ЛУНАЛУ : БИОМА

12:37  26-11-2025
Он появился тихо — как появляются те, кто потом будет орать громче всех. На презентацию его никто не звал, но он уже сидел в первом ряду, чуть поодаль: пузико, тёмная водолазка, глаза, натренированные смотреть свысока даже на потолок. Если коротко: жирный, потный, лысый очкарик.

— Ну что, новое дарование, — сказал он после чтения, перекатывая слово «дарование», будто пробует на зуб тухлое мясо. — Текст сырой. Я такое тридцать лет назад… да что там, в черновики бы не взял.

Он не спрашивал, что я хочу, о чём пишу, зачем вышла. Уже всё знал. Такие всегда всё знают заранее.

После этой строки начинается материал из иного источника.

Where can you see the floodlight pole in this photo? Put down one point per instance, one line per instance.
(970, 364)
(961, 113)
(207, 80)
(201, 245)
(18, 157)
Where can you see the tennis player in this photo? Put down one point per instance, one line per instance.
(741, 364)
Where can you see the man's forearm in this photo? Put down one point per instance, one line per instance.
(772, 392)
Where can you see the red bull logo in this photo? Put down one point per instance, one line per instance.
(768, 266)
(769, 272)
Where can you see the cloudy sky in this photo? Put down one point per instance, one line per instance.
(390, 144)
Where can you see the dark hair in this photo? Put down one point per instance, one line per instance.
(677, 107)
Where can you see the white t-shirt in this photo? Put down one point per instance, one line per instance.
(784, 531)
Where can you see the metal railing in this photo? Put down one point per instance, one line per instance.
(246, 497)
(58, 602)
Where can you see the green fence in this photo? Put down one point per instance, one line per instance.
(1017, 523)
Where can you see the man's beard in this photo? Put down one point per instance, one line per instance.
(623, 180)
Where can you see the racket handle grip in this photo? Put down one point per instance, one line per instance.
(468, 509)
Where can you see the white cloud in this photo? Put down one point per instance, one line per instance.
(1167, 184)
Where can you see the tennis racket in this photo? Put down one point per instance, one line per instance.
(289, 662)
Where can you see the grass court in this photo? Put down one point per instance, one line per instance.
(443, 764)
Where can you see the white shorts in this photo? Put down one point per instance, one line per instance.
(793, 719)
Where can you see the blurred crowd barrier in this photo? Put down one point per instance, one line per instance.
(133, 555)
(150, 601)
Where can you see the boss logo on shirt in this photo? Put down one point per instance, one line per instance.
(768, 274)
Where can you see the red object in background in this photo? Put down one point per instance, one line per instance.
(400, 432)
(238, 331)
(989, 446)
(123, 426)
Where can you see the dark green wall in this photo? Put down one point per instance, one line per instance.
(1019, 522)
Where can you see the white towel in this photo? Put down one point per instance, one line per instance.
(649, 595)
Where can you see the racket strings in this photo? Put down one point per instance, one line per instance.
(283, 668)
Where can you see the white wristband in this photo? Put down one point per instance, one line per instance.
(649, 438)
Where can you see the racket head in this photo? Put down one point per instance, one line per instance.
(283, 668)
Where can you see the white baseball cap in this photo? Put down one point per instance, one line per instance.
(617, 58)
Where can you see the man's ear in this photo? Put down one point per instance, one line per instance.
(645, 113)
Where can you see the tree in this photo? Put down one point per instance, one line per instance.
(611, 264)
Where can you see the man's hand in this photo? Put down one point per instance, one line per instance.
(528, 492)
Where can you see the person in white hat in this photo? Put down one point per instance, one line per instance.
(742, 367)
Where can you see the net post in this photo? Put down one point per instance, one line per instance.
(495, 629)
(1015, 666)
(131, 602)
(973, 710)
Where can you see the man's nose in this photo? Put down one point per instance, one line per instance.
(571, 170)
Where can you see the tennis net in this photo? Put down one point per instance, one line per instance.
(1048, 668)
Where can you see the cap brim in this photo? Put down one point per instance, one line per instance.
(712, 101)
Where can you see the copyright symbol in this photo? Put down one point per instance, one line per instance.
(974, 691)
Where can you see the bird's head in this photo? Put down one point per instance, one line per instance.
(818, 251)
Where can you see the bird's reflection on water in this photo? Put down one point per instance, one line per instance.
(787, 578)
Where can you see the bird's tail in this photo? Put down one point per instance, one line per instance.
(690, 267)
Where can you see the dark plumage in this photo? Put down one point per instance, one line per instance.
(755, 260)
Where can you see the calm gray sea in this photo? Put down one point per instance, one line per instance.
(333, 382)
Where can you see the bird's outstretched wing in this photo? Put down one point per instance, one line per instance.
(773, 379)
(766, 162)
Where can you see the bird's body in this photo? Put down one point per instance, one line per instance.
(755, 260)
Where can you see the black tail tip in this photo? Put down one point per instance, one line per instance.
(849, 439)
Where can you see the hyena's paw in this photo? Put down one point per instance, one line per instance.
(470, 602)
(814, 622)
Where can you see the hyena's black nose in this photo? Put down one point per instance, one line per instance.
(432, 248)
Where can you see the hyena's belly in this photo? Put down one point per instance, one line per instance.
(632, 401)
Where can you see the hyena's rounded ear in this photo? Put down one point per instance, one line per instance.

— Ваша проблема, — продолжил он, — что вы уверовали в собственную значимость. Интернет, лайки, восхищённые подружки. А литература — она вот… — и он задумался, куда себя ткнуть, чтобы не потревожить свой жир. — А не в ваших социальненьких сеточках.

Я молчала. Не потому что согласна — просто ясно увидела: передо мной не литератор, а биологический мусор. Тот, кто ничего уже не создаст, но яростно пасёт чужие попытки. Не пишет — мешает. Не поддерживает — помечае. Не рекомендует — объявляет.
— Тебе надо помолчать лет десять, — вынес он щедрый вердикт. — Почитать классиков. Посмотреть, как надо. А потом… если не передумаешь, вернёшься.
Вокруг него седела мелкая свита — таких же недописанных, недолюбленных, зависших между третьим местом в клубном конкурсе и вечной обидой на мир. Кивали. Им нравилось. От удовольствия даже перешли на немецкий ахтунг.
Смотрела на них, слушала, что они хором понесли в онисон, и думала: как они вообще нашли друг друга? Какие силы свели этих людей в одну, пусть и не большую, но удивительно могучую кучу? Что это за химия между ними, какая субстанция так уверенно булькает? Откуда взялась эта тёплая, липкая жижа, в которой им так хорошо орать одним голосом? Может… мразь? Мразь всегда тянет к мрази: так теплее. Так уютнее в их тухлом бульоне, где никто никого не осуждает, потому что все одинаковы. У них постоянное ощущение «правильности своего круга», расползающегося как плесень и размывающего границы допустимого — и приличного, и человеческого.
В этой их самодельной реальности женское достоинство — первое, что можно втоптать в грязь. Не обсудить, не оспорить — именно втоптать, чтобы хрустнуло, чтобы брызнуло унижением, чтобы всем было ясно: вот их язык, их валюта, их способ ощутить себя.
Им это нравится. Это их тайная страсть, их способ снова чувствовать. Унизить — значит пройти инициацию, стать «своим». Унижение — их рукопожатие. Их клич.

Это не просто жест.
Это ритуал сближения.

Тупой, древний, примитивный, как стук палкой по земле. Объединяет сильнее слов, потому что каждый боится быть тем, кто вдруг окажется «человечным». Молчание — уже предательство, поэтому надо громко и грязно — чтобы стая приняла.
Поодиночке каждый — культурный лапушок, дрожайщий комментатор, который в одиночку даже не пискнет. Зато вместе — стая. Громкая, уверенная в своей силе только потому, что стоит плечом к плечу с такими же импотентами духа.
«Придумаем правила», — говорят они.
«Установим мораль», — шипят.
«Разрешим себе всё, что хочется», — думают.
В их мире нет ни презрения, ни наказания, ни ответственности. Зачем, если можно спрятаться друг за друга? Кивнули — и уже не виноват. Уже «так принято». Так они узаконили собственную мразь.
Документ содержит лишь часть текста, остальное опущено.